I need your help/guidance with this particular problem. I am dealing with a dataframe like this:
datetime high low
1 2022-08-26 19:00:00 00:00 NaN 0.99564
6 2022-08-26 14:00:00 00:00 1.00902 NaN
9 2022-08-26 11:00:00 00:00 NaN 0.99860
10 2022-08-26 10:00:00 00:00 1.00238 NaN
14 2022-08-26 06:00:00 00:00 NaN 0.99466
17 2022-08-26 03:00:00 00:00 0.99748 NaN
22 2022-08-25 22:00:00 00:00 0.99772 NaN
25 2022-08-25 19:00:00 00:00 0.99790 NaN
27 2022-08-25 17:00:00 00:00 0.99752 NaN
28 2022-08-25 16:00:00 00:00 NaN 0.99492
30 2022-08-25 14:00:00 00:00 1.00006 NaN
31 2022-08-25 13:00:00 00:00 NaN 0.99555
38 2022-08-25 06:00:00 00:00 1.00336 NaN
40 2022-08-25 04:00:00 00:00 1.00088 NaN
43 2022-08-25 01:00:00 00:00 0.99929 NaN
44 2022-08-25 00:00:00 00:00 NaN 0.99632
47 2022-08-24 21:00:00 00:00 NaN 0.99636
Desired output look like this:
datetime high low
1 2022-08-26 19:00:00 00:00 NaN 0.99564
6 2022-08-26 14:00:00 00:00 1.00902 NaN
9 2022-08-26 11:00:00 00:00 NaN 0.99860
10 2022-08-26 10:00:00 00:00 1.00238 NaN
14 2022-08-26 06:00:00 00:00 NaN 0.99466
25 2022-08-25 19:00:00 00:00 0.99790 NaN
28 2022-08-25 16:00:00 00:00 NaN 0.99492
30 2022-08-25 14:00:00 00:00 1.00006 NaN
31 2022-08-25 13:00:00 00:00 NaN 0.99555
38 2022-08-25 06:00:00 00:00 1.00336 NaN
44 2022-08-25 00:00:00 00:00 NaN 0.99632
What I want is:
For each "patch" where "low" or "high" is NaN, I want to find the max/min value.

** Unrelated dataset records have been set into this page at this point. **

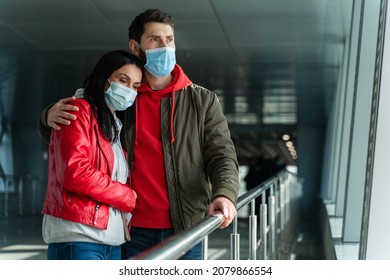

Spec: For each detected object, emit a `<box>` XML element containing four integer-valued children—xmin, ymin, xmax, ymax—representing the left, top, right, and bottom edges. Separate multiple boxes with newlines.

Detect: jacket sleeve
<box><xmin>204</xmin><ymin>92</ymin><xmax>239</xmax><ymax>204</ymax></box>
<box><xmin>50</xmin><ymin>100</ymin><xmax>135</xmax><ymax>212</ymax></box>
<box><xmin>37</xmin><ymin>103</ymin><xmax>54</xmax><ymax>144</ymax></box>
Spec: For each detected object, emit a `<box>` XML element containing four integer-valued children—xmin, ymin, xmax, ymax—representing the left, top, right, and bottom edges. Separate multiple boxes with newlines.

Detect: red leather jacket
<box><xmin>42</xmin><ymin>98</ymin><xmax>136</xmax><ymax>229</ymax></box>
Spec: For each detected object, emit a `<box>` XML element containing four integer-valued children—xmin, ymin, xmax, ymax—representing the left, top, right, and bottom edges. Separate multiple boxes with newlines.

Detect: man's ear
<box><xmin>129</xmin><ymin>39</ymin><xmax>139</xmax><ymax>56</ymax></box>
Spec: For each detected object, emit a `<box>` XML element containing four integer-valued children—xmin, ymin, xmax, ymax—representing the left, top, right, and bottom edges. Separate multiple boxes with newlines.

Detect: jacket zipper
<box><xmin>168</xmin><ymin>97</ymin><xmax>185</xmax><ymax>231</ymax></box>
<box><xmin>93</xmin><ymin>204</ymin><xmax>100</xmax><ymax>225</ymax></box>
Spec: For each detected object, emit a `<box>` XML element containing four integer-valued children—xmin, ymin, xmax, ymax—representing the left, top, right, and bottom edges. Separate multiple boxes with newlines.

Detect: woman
<box><xmin>42</xmin><ymin>51</ymin><xmax>142</xmax><ymax>260</ymax></box>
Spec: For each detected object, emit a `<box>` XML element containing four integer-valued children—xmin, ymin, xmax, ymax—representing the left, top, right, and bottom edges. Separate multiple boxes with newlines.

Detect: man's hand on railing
<box><xmin>207</xmin><ymin>196</ymin><xmax>237</xmax><ymax>228</ymax></box>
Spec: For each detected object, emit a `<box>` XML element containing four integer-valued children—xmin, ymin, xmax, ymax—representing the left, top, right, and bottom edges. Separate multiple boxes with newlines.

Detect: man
<box><xmin>39</xmin><ymin>9</ymin><xmax>239</xmax><ymax>259</ymax></box>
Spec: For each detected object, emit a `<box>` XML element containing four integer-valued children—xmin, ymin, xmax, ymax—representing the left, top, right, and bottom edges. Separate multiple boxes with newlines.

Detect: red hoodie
<box><xmin>131</xmin><ymin>64</ymin><xmax>192</xmax><ymax>229</ymax></box>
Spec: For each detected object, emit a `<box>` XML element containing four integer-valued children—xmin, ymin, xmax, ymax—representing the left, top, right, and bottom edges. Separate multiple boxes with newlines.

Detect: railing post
<box><xmin>260</xmin><ymin>203</ymin><xmax>268</xmax><ymax>260</ymax></box>
<box><xmin>4</xmin><ymin>178</ymin><xmax>9</xmax><ymax>217</ymax></box>
<box><xmin>202</xmin><ymin>235</ymin><xmax>209</xmax><ymax>261</ymax></box>
<box><xmin>249</xmin><ymin>199</ymin><xmax>257</xmax><ymax>260</ymax></box>
<box><xmin>18</xmin><ymin>177</ymin><xmax>23</xmax><ymax>216</ymax></box>
<box><xmin>230</xmin><ymin>215</ymin><xmax>240</xmax><ymax>260</ymax></box>
<box><xmin>268</xmin><ymin>191</ymin><xmax>276</xmax><ymax>259</ymax></box>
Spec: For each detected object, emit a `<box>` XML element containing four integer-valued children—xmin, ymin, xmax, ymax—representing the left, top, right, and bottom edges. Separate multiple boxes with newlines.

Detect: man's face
<box><xmin>140</xmin><ymin>22</ymin><xmax>175</xmax><ymax>50</ymax></box>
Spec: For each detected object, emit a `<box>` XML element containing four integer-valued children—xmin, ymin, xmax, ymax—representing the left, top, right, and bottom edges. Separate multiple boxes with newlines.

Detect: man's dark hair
<box><xmin>129</xmin><ymin>9</ymin><xmax>174</xmax><ymax>43</ymax></box>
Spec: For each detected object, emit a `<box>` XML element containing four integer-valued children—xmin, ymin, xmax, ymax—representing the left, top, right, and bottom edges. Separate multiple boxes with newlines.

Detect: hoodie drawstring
<box><xmin>170</xmin><ymin>88</ymin><xmax>175</xmax><ymax>144</ymax></box>
<box><xmin>134</xmin><ymin>98</ymin><xmax>139</xmax><ymax>146</ymax></box>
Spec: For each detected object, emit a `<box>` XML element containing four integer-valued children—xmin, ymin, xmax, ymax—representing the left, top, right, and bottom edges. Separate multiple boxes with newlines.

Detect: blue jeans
<box><xmin>122</xmin><ymin>227</ymin><xmax>202</xmax><ymax>260</ymax></box>
<box><xmin>47</xmin><ymin>242</ymin><xmax>121</xmax><ymax>260</ymax></box>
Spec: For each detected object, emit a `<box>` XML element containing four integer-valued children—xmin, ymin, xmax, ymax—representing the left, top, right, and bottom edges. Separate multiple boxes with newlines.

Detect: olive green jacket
<box><xmin>38</xmin><ymin>84</ymin><xmax>239</xmax><ymax>232</ymax></box>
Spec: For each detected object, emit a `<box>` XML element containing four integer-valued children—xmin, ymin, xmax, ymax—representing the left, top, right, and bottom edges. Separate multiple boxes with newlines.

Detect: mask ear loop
<box><xmin>134</xmin><ymin>40</ymin><xmax>146</xmax><ymax>64</ymax></box>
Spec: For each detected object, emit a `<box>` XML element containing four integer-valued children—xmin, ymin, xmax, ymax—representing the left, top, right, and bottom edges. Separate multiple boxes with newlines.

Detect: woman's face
<box><xmin>104</xmin><ymin>64</ymin><xmax>142</xmax><ymax>91</ymax></box>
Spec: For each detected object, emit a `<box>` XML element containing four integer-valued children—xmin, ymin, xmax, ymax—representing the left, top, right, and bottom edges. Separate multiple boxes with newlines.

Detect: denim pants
<box><xmin>122</xmin><ymin>226</ymin><xmax>202</xmax><ymax>260</ymax></box>
<box><xmin>47</xmin><ymin>242</ymin><xmax>121</xmax><ymax>260</ymax></box>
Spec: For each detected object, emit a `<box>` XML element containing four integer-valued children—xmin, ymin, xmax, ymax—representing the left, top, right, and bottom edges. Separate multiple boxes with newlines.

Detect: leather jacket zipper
<box><xmin>93</xmin><ymin>204</ymin><xmax>100</xmax><ymax>225</ymax></box>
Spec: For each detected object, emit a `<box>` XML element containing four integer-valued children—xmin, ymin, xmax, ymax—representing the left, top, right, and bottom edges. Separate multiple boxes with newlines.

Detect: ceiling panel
<box><xmin>0</xmin><ymin>0</ymin><xmax>352</xmax><ymax>164</ymax></box>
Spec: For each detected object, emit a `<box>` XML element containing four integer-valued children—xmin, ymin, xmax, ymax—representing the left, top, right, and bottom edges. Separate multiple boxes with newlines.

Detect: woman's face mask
<box><xmin>104</xmin><ymin>80</ymin><xmax>137</xmax><ymax>111</ymax></box>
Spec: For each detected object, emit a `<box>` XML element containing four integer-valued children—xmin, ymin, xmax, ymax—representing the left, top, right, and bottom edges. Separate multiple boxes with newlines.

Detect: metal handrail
<box><xmin>132</xmin><ymin>170</ymin><xmax>301</xmax><ymax>260</ymax></box>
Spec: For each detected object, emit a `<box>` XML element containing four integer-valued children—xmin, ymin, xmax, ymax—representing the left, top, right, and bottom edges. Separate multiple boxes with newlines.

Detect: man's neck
<box><xmin>144</xmin><ymin>71</ymin><xmax>173</xmax><ymax>90</ymax></box>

So I can't just look for e.g. the min value where high = NaN. This would just return the min value of the whole dataframe. What I want is just the min value between two NaN values.
I was thinking about generating a list for each patch --> find the extreme --> generate a new dataframe afterwards. But this seems pretty "dirty". Is there a nice way, using pandas to solve this kind of problem?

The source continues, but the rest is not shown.